Powered by Google

World Poverty still on the agenda

AMID the fuss and furore around the General Election, with consideration focusing on local and national issues, not to mention the air traffic shutdown, the actions and events for World Poverty Day yesterday will not have featured on many radars.

Yet many of the challenges we face in the North East and throughout the UK are inextricably linked to what happens in other parts of the world. Immense levels of poverty in the developing world are a major cause of the displacement of communities, an issue that does register very clearly as of concern to people here.

There are different choices regarding how the UK seeks to play a role in international development. They include choices between the ‘charity box’ aid interventions or seeking to support more sustainable development; the level of responsibility that the relatively rich countries have in supporting much poorer countries in tackling fundamental challenges, education and health infrastructure and climate change, as well as economic development.

The UK economy and broader society can only operate in a truly internationalist way, because that is how the modern world operates. The response to the causes of the recession demonstrate the need for international co-operation on issues like finance and trade. Increasingly it is obvious that the propensity of labour to operate trans-nationally requires improved international labour regulation to avoid social dumping and the tensions caused by employers bringing in cheaper labour and undercutting existing agreements, while excluding a skilled and available workforce.

These tensions, in trade, finance and labour protections are fuelled by global inequality. Poverty is a great motivator for workers to move, to accept poorer terms and conditions.

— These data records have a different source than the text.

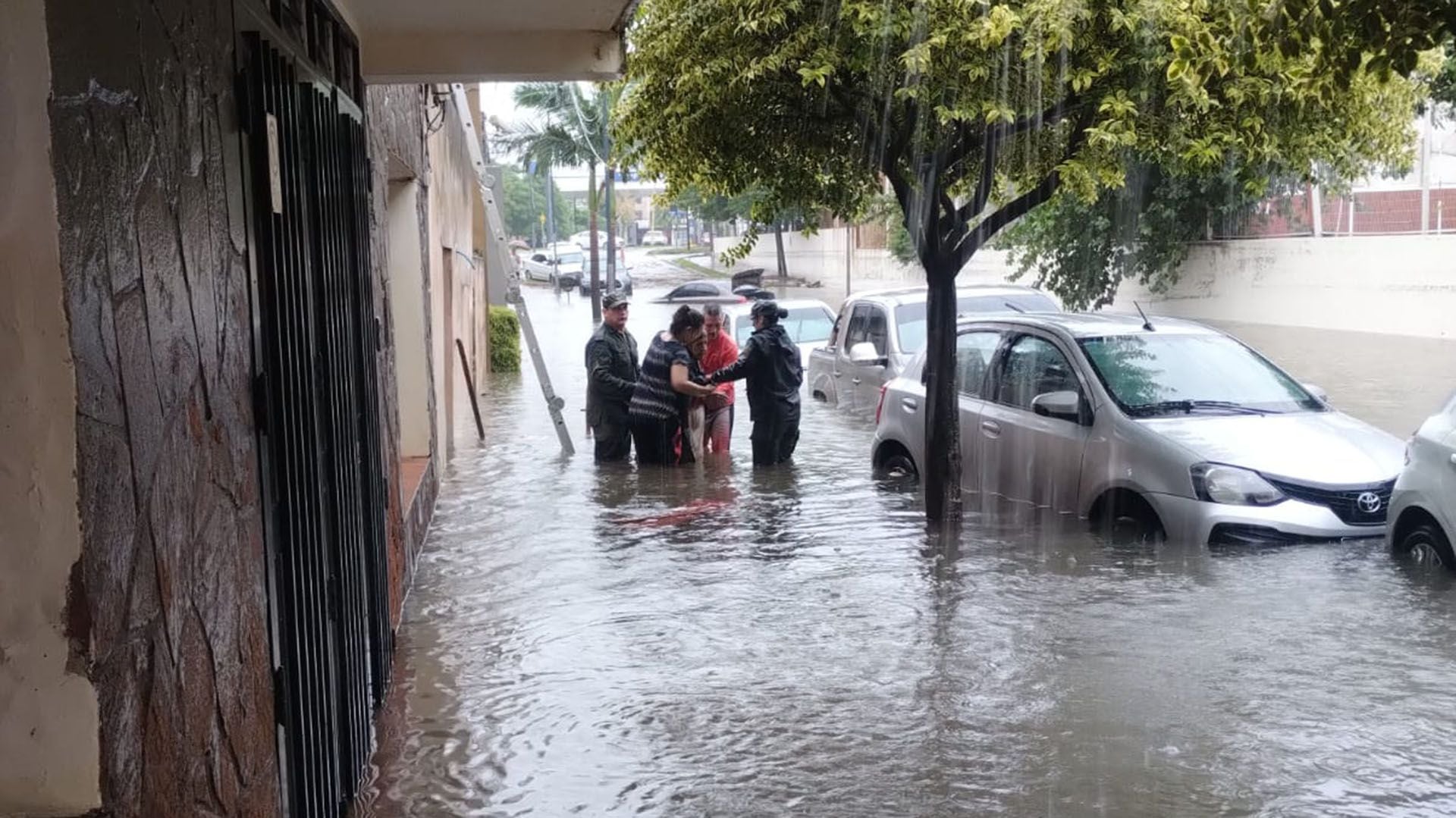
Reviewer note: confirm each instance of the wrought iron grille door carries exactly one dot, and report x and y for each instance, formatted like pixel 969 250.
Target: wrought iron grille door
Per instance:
pixel 318 414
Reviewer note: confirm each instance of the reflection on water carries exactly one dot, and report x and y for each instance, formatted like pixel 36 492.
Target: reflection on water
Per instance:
pixel 723 641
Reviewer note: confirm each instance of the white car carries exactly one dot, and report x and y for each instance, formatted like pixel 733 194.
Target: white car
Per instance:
pixel 878 332
pixel 561 264
pixel 1155 428
pixel 808 325
pixel 1423 509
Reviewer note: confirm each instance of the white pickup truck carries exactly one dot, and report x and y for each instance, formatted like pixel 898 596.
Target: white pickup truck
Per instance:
pixel 878 332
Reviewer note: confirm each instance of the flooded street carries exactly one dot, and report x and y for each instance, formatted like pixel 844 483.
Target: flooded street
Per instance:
pixel 797 644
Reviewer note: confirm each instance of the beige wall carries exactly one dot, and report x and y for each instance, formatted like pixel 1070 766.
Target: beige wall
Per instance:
pixel 49 712
pixel 452 271
pixel 1389 284
pixel 406 286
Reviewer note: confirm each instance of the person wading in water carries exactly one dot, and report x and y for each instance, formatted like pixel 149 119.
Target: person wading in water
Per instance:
pixel 770 363
pixel 718 354
pixel 664 389
pixel 612 371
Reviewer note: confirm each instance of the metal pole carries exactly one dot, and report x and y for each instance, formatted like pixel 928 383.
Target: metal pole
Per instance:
pixel 1429 127
pixel 495 242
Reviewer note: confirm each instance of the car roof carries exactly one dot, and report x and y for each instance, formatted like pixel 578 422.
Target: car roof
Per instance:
pixel 1095 325
pixel 896 296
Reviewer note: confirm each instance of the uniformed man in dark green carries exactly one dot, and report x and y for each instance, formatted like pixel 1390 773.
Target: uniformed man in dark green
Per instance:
pixel 612 371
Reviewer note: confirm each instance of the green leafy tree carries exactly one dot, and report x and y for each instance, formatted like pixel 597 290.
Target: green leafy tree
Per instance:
pixel 525 207
pixel 571 128
pixel 981 111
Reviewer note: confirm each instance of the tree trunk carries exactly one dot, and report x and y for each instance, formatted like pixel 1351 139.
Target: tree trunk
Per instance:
pixel 596 267
pixel 778 243
pixel 941 471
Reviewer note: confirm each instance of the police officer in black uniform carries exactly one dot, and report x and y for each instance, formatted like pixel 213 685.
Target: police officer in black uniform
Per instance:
pixel 612 371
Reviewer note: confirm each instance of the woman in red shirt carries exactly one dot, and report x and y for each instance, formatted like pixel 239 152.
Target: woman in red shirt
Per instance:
pixel 720 353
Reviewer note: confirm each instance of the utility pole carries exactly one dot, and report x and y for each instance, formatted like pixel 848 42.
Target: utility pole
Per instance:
pixel 612 227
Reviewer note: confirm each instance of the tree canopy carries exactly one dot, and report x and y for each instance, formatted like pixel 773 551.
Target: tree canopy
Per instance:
pixel 979 111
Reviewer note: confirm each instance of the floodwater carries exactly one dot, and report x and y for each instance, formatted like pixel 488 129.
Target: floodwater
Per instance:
pixel 797 644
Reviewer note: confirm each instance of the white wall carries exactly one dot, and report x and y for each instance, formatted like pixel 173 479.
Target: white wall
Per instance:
pixel 49 716
pixel 1391 284
pixel 406 306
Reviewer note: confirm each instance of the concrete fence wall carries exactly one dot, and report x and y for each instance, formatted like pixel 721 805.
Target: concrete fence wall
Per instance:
pixel 1391 284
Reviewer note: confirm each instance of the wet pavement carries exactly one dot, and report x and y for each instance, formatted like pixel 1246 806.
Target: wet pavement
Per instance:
pixel 797 644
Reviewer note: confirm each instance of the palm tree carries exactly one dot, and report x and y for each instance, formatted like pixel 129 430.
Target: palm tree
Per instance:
pixel 571 130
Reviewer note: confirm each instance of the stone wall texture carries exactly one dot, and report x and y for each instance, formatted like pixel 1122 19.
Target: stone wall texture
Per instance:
pixel 168 607
pixel 397 147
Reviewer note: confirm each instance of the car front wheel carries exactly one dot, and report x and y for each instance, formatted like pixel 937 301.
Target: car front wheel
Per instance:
pixel 1427 545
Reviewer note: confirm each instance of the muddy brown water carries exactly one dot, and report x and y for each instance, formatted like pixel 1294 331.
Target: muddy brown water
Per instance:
pixel 801 645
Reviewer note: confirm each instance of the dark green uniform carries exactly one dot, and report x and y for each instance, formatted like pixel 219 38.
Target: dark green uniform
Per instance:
pixel 612 371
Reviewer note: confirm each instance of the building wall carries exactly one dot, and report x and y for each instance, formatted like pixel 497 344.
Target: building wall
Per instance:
pixel 398 152
pixel 168 603
pixel 49 713
pixel 1389 284
pixel 453 268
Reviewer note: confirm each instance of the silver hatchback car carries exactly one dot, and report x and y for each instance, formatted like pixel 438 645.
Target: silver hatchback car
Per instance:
pixel 1166 425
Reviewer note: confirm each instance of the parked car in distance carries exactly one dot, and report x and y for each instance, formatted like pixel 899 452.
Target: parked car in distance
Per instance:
pixel 878 332
pixel 1178 431
pixel 560 264
pixel 808 325
pixel 702 293
pixel 1423 509
pixel 623 281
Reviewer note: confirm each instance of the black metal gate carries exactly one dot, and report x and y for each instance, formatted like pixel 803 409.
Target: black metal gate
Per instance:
pixel 316 402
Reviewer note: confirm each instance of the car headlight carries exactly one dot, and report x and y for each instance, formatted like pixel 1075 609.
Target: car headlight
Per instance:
pixel 1232 485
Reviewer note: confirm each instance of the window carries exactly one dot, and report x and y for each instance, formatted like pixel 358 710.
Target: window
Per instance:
pixel 912 324
pixel 808 325
pixel 858 329
pixel 1034 365
pixel 878 331
pixel 973 360
pixel 1155 373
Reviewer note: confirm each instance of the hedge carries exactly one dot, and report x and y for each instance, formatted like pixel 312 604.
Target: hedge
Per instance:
pixel 506 340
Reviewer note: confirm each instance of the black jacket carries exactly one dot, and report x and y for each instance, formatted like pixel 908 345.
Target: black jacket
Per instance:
pixel 612 371
pixel 770 363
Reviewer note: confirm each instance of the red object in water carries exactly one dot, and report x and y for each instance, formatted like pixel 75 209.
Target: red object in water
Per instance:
pixel 676 516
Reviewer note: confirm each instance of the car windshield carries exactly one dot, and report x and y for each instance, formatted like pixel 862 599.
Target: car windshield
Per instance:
pixel 1169 375
pixel 910 318
pixel 804 325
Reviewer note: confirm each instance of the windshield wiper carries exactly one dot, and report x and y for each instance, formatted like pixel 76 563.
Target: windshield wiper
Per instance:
pixel 1190 406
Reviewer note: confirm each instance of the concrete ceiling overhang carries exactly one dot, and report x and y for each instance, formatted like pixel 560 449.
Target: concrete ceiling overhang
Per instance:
pixel 437 41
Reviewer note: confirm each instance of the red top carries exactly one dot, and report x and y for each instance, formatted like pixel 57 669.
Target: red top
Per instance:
pixel 718 356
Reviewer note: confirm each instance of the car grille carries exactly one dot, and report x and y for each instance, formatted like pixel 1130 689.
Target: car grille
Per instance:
pixel 1345 501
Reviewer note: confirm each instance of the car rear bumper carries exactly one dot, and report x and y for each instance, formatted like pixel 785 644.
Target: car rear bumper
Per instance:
pixel 1191 520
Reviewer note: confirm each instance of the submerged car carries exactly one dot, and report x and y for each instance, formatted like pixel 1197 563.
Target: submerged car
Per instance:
pixel 560 264
pixel 1423 509
pixel 808 325
pixel 878 332
pixel 1164 427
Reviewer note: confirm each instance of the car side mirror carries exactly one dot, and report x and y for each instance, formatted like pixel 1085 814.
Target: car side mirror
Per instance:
pixel 1062 405
pixel 865 353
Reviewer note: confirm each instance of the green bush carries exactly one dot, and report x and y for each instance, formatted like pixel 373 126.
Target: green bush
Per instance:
pixel 506 341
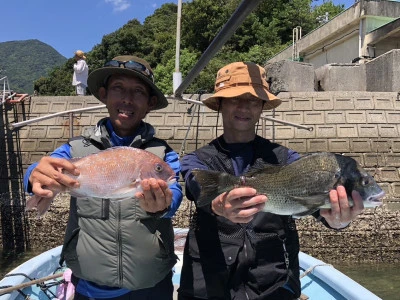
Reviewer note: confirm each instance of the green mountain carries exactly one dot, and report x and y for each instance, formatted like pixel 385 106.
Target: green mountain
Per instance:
pixel 24 62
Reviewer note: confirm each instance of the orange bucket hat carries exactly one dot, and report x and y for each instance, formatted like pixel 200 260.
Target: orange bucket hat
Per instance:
pixel 241 78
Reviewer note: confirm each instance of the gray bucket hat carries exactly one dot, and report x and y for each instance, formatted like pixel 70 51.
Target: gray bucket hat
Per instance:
pixel 126 65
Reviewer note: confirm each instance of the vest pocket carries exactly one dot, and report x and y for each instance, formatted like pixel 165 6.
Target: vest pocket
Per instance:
pixel 69 253
pixel 93 208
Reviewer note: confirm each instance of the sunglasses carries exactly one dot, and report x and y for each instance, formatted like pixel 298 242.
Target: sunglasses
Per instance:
pixel 131 65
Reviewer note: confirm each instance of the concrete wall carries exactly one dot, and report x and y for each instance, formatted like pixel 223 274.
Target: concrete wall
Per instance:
pixel 364 125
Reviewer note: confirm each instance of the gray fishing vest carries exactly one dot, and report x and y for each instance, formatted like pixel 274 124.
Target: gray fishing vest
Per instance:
pixel 116 243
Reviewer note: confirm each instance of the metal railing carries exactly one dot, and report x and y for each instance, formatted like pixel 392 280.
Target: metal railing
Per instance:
pixel 6 92
pixel 67 112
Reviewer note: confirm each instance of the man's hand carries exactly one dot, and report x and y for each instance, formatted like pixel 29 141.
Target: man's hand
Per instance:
pixel 156 195
pixel 47 178
pixel 341 214
pixel 239 205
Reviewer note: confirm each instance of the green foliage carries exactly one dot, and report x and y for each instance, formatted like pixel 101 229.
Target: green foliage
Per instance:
pixel 23 62
pixel 265 32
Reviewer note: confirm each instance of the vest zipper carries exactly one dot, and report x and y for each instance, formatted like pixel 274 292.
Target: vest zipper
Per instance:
pixel 119 245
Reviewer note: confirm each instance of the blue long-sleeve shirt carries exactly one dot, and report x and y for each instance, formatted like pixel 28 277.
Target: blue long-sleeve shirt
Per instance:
pixel 171 158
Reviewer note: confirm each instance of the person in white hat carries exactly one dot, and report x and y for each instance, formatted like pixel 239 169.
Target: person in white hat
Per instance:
pixel 235 250
pixel 81 72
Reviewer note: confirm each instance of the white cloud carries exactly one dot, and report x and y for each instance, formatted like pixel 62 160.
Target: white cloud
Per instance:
pixel 119 5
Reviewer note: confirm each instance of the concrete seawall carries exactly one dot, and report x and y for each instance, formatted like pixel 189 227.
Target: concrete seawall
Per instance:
pixel 364 125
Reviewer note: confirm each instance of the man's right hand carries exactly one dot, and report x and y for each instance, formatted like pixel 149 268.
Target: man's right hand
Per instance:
pixel 239 205
pixel 47 178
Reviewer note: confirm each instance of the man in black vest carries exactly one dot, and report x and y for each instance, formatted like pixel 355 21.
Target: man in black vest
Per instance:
pixel 234 250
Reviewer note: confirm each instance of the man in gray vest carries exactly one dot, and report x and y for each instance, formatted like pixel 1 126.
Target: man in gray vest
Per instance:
pixel 117 249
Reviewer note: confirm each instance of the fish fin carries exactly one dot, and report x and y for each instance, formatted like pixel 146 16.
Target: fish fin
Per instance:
pixel 212 184
pixel 263 168
pixel 305 213
pixel 315 200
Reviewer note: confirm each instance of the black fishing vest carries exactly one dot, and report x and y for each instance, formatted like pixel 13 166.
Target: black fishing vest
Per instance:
pixel 226 260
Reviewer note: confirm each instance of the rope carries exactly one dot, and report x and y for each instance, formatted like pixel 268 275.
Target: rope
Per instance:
pixel 7 290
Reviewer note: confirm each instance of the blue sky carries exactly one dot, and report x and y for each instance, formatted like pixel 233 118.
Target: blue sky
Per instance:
pixel 69 25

Governments have a choice, to collectively determine an approach to international development that seeks to bring all countries up to standards that provide all citizens with a decent quality of life, or seek to compete, cutting regulation and costs for already profitable private capital in a race to the bottom which ultimately undermines all aspects of prosperity, health, wellbeing and public services, that economic growth should be designed to improve.

A key opportunity here would be a ‘Robin Hood Tax’, a tiny tax on unproductive financial transactions that could generate billions to solve some of these global (and domestic) challenges of poverty and inequality. That’s a policy that really would make a huge difference.